O ENGANO

Conto – O ENGANO

Era noite. Chovia torrencialmente. A lua se escondera nas nuvens que despejavam suas águas na terra ressequida do sertão. Era a redenção de uma gente que aprendera desde cedo a conviver com o sofrimento que a seca trazia a toda região.

Jurema, desafiando os elementos da natureza, saiu de casa e embrenhou-se pela mata escura. Parecia fugir de algo muito terrível. Com passos apressados, já estava muito distante de casa. Seu corpo esbelto e bem cuidado, faces coradas, deixavam transparecer o viço da saúde. Seus lábios contraídos e olhar profundo demonstravam preocupação. Naquela hora, ela fugia. Estava tão apavorada, que não se atemorizou com a solidão da noite, tampouco com a chuva grossa que caía. Ouvia-se o canto do vento ao contato com as folhas das árvores e o murmúrio do rio que corria levando tudo que encontrava pela frente. O céu mostrava-se de uma cor escura que dava medo. Bem longe do céu, porém, estava Jurema. Corria assustada sem se dar conta de que uma tempestade violenta desabava. Como tudo estava diferente! Aqueles lugares por onde passeava nas manhãs de sol com sua mãe, não eram os mesmos. A noite traz um medo estranho à sua alma e a paisagem antes tão acolhedora, parecia, agora, querer negar a sua paz. Ah! Como necessitava de paz naquela hora sombria! Onde estavam as flores que admirava? E os frutos das árvores que as deixavam mais atraentes? Para onde foram os passarinhos que trinavam, balançando-se nas palmeiras? Como tudo mudara! Não se via mais o céu, o grande lençol azul sobre sua cabeça. Agora, mais do que nunca, precisava contemplar o céu, conversar com as estrelas, levar suas dores para bem longe dali. É nessa hora de ânsia e solidão que as lágrimas correm-lhe pelas faces em cascatas. E uma tristeza que não se estancava mais lhe invadiu o ser. E pensava na sua mãe, nas irmãs, e por que não, no pai.
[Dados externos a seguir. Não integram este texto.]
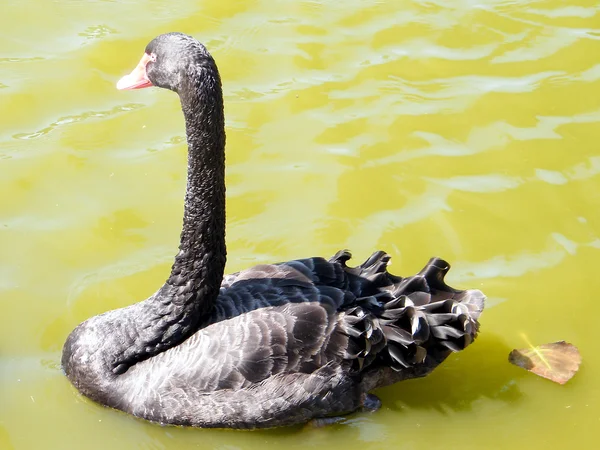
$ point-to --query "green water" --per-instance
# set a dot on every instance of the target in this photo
(464, 129)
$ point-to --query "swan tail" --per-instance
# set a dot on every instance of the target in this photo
(413, 321)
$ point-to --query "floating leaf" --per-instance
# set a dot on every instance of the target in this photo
(557, 362)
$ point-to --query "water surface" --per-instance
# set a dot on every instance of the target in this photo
(463, 129)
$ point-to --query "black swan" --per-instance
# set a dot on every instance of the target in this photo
(269, 346)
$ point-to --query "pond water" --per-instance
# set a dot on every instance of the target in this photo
(463, 129)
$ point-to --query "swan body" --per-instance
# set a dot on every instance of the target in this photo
(273, 345)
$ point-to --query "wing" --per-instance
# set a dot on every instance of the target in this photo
(270, 366)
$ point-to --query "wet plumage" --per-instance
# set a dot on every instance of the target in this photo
(274, 344)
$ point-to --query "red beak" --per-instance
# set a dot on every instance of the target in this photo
(138, 78)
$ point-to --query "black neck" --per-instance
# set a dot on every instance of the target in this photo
(175, 312)
(198, 268)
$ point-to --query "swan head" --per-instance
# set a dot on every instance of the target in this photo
(168, 62)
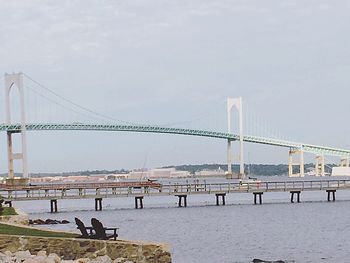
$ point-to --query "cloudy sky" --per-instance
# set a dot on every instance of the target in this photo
(174, 63)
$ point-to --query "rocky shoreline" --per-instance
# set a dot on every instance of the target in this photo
(42, 257)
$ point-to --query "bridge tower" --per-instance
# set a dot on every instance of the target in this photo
(344, 162)
(300, 164)
(15, 80)
(319, 165)
(237, 103)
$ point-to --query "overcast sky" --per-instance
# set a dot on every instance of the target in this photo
(174, 63)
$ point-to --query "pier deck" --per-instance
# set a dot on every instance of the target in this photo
(135, 189)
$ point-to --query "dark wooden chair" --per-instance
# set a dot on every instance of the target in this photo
(83, 229)
(101, 231)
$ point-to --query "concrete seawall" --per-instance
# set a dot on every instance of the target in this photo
(75, 248)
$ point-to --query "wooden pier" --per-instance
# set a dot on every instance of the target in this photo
(138, 190)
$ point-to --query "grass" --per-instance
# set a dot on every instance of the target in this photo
(8, 211)
(24, 231)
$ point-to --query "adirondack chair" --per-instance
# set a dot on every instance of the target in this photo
(83, 229)
(101, 231)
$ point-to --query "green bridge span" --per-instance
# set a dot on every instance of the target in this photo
(316, 149)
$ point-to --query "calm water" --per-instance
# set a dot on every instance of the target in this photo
(312, 231)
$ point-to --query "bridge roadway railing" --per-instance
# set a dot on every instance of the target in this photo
(127, 189)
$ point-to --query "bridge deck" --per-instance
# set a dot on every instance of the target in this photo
(127, 189)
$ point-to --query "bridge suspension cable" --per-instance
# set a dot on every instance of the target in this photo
(86, 111)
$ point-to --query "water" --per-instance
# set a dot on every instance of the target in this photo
(312, 231)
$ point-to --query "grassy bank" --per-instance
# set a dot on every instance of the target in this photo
(24, 231)
(9, 211)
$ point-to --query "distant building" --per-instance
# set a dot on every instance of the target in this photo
(208, 173)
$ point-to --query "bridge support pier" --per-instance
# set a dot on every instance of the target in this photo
(329, 195)
(98, 204)
(53, 204)
(180, 200)
(292, 196)
(138, 199)
(222, 195)
(260, 197)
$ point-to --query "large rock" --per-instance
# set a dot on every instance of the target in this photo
(22, 255)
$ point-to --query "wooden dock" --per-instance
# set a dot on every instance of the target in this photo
(138, 190)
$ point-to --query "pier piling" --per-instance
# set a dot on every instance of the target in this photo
(98, 204)
(180, 200)
(222, 198)
(53, 204)
(138, 199)
(329, 195)
(292, 196)
(260, 197)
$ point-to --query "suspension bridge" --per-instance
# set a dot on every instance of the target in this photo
(15, 80)
(13, 191)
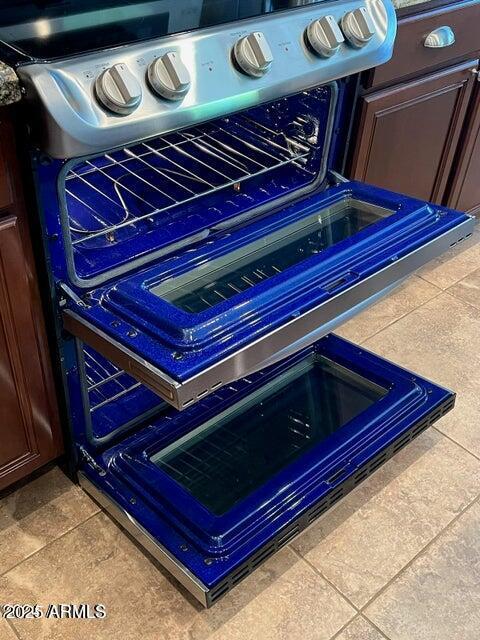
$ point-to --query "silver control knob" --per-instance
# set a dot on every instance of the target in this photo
(169, 77)
(118, 90)
(253, 54)
(324, 36)
(358, 27)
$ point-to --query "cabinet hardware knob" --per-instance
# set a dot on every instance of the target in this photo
(440, 38)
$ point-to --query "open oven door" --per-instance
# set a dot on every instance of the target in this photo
(223, 308)
(215, 490)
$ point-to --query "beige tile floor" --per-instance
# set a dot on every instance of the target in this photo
(399, 558)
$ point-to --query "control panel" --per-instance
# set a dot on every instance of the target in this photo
(99, 101)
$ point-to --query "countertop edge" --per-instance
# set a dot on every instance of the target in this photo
(9, 85)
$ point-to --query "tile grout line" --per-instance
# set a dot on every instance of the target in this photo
(49, 543)
(345, 626)
(12, 628)
(360, 611)
(417, 555)
(382, 633)
(477, 457)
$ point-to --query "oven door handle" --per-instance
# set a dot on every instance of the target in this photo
(313, 336)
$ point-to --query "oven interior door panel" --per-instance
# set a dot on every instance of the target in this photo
(216, 489)
(216, 311)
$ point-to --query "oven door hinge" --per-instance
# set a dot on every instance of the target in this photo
(67, 293)
(86, 457)
(336, 178)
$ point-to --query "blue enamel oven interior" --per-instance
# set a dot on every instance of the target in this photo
(154, 196)
(340, 413)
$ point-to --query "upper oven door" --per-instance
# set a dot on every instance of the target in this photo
(225, 307)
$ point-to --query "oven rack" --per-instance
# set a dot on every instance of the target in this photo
(105, 382)
(110, 195)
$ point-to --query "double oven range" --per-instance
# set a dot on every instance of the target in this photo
(201, 245)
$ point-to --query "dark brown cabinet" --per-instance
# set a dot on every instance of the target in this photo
(409, 133)
(29, 430)
(418, 117)
(465, 190)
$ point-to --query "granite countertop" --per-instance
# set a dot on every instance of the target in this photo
(9, 85)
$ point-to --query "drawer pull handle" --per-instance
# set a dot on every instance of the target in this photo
(440, 38)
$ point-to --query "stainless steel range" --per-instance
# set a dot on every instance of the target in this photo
(201, 244)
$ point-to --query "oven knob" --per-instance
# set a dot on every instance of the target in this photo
(118, 90)
(358, 27)
(169, 77)
(253, 54)
(324, 36)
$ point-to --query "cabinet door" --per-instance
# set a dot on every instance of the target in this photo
(408, 134)
(26, 438)
(465, 191)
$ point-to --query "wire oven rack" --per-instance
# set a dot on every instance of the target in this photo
(105, 382)
(114, 196)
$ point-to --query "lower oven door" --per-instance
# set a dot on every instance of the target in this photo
(222, 308)
(214, 490)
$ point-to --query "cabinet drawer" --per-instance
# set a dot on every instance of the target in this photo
(411, 57)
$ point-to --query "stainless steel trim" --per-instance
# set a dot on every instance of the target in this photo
(440, 38)
(73, 124)
(148, 542)
(302, 330)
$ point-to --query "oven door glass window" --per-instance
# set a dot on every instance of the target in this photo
(225, 277)
(235, 453)
(223, 307)
(225, 483)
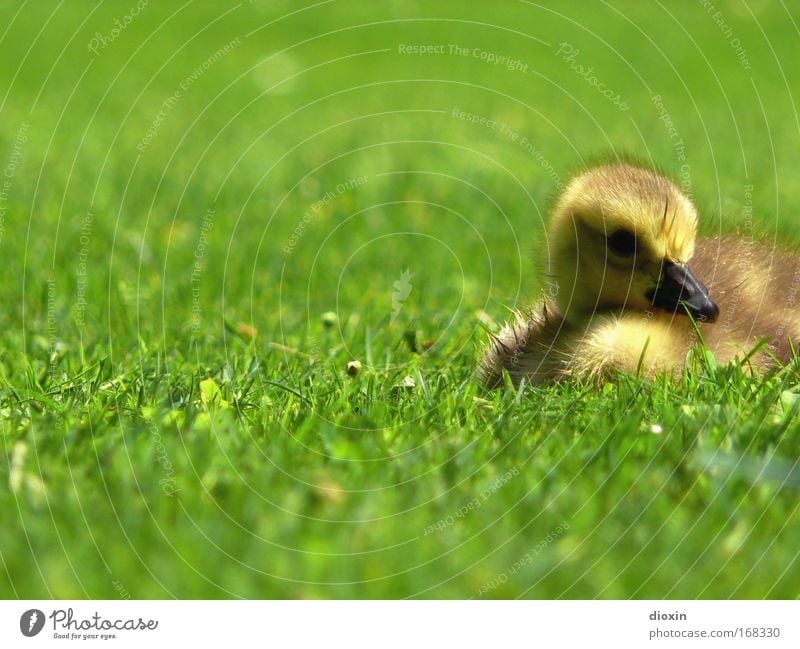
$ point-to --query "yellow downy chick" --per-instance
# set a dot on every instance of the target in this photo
(635, 286)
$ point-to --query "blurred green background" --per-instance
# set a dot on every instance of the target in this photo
(190, 187)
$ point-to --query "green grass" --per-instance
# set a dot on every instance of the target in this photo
(153, 447)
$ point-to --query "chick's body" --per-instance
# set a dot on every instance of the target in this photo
(622, 240)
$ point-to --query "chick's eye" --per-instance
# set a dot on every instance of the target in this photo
(622, 242)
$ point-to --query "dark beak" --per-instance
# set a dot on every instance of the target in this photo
(680, 291)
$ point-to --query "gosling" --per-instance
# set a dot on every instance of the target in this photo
(634, 290)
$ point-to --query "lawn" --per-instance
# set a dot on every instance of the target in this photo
(210, 212)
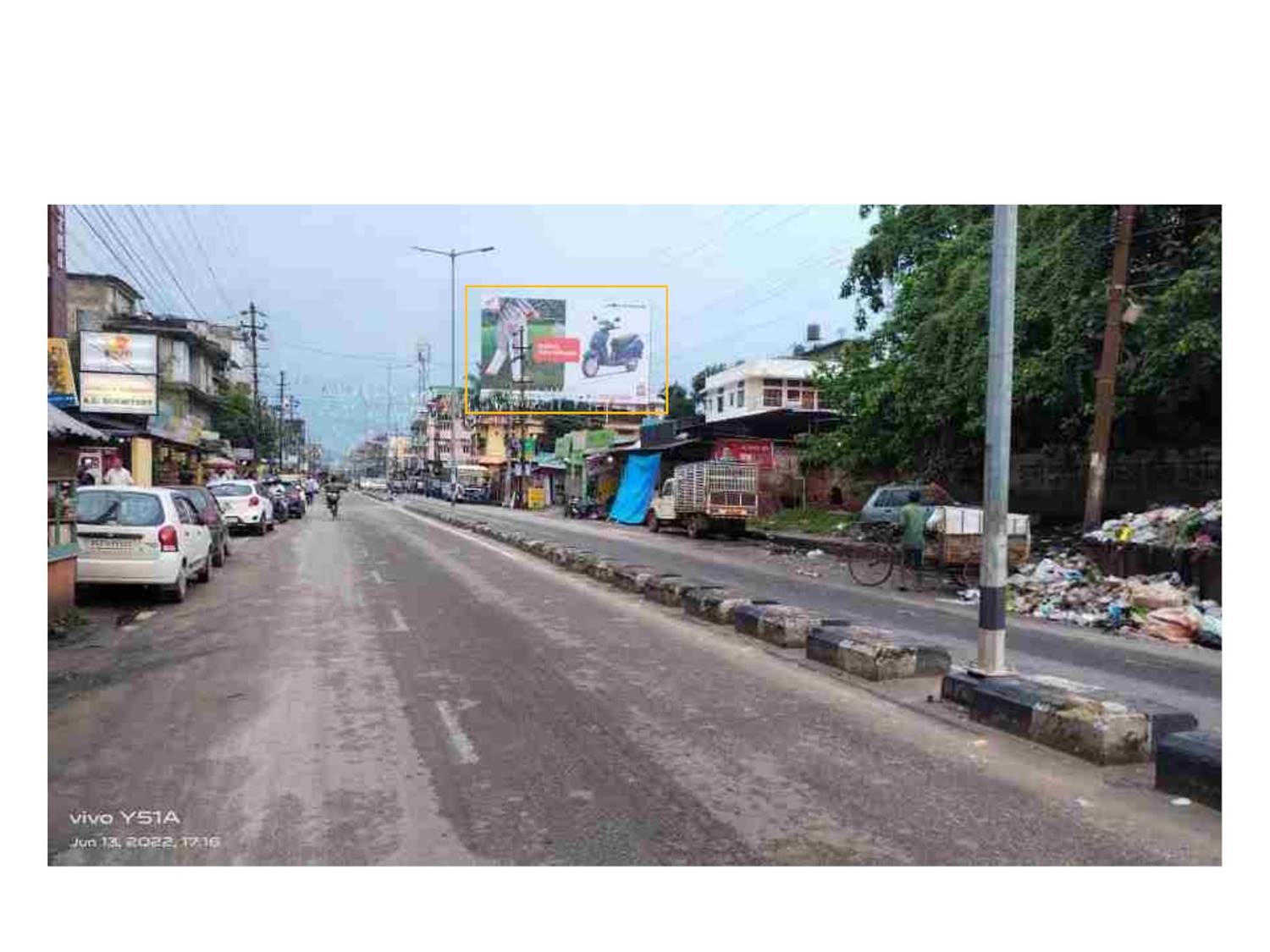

Envolvida nesses solilóquios, Jurema assustou-se com o barulho que vinha das margens do rio. Escondeu-se entre duas árvores robustas e pensou que estava protegida. Engano seu. De uma só vez, ouviu o ribombo de três tiros. Parou. Na imobilidade em que estava, era impossível que a encontrassem. Tinha as faces lívidas e os olhos fixos em um ponto além.

Da orla do mato, pôde avistar três homens que ela demorou em reconhecê-los. O que queriam? Teriam vindo a sua procura? Não pensava na possibilidade de voltar para casa. Não! Começar tudo de novo... Nesse momento os homens se aproximam. Jurema os reconhece. Eram trabalhadores de seu pai. No entanto, eles não a vêem e disparam suas armas que atingem a moça. O espanto que se revelou nas faces daqueles homens, Jurema não pôde ver, mas ficou confusa quando ouviu:

-O cara não está aqui! Atiramos na filha do patrão... E agora, o que vamos dizer para ele?

E Jurema pensou: “Que cara seria esse que eles procuravam para matar? Seria o seu amado”? Um frio gélido percorreu seu corpo e só pôde ver sob a névoa que cobria seus olhos, o chão onde caíra pintado de sangue. Desmaiou.

Enquanto isso, na fazenda, Senhor Aristides aguardava a chegada dos peões e estava longe de imaginar o que teria acontecido a sua filha.

Absorto em seus pensamentos, o fazendeiro nem notara a presença dos seus homens na varanda, trazendo nos braços sua filha quase morta.

- Seu Aristides, não encontramo cum tal de Guilerme não. Pensamo qui era ele e atiramo. Oia aqui o resurtado.

-Facínoras! Covardes! Saiam daqui!

O pai dobrou-se para abraçar a filha exangue, quando ouviu Jurema, entre gemidos de dor, soltar dos lábios já sem vida:

-Perdoa-lhes, papai! Eles não têm culpa. Não era em mim que queriam atirar... era... em... Gui...Gui... lher... me.

Mal terminara de balbuciar o nome do seu amor, pendeu a cabeça para o lado onde estava o pai e morreu.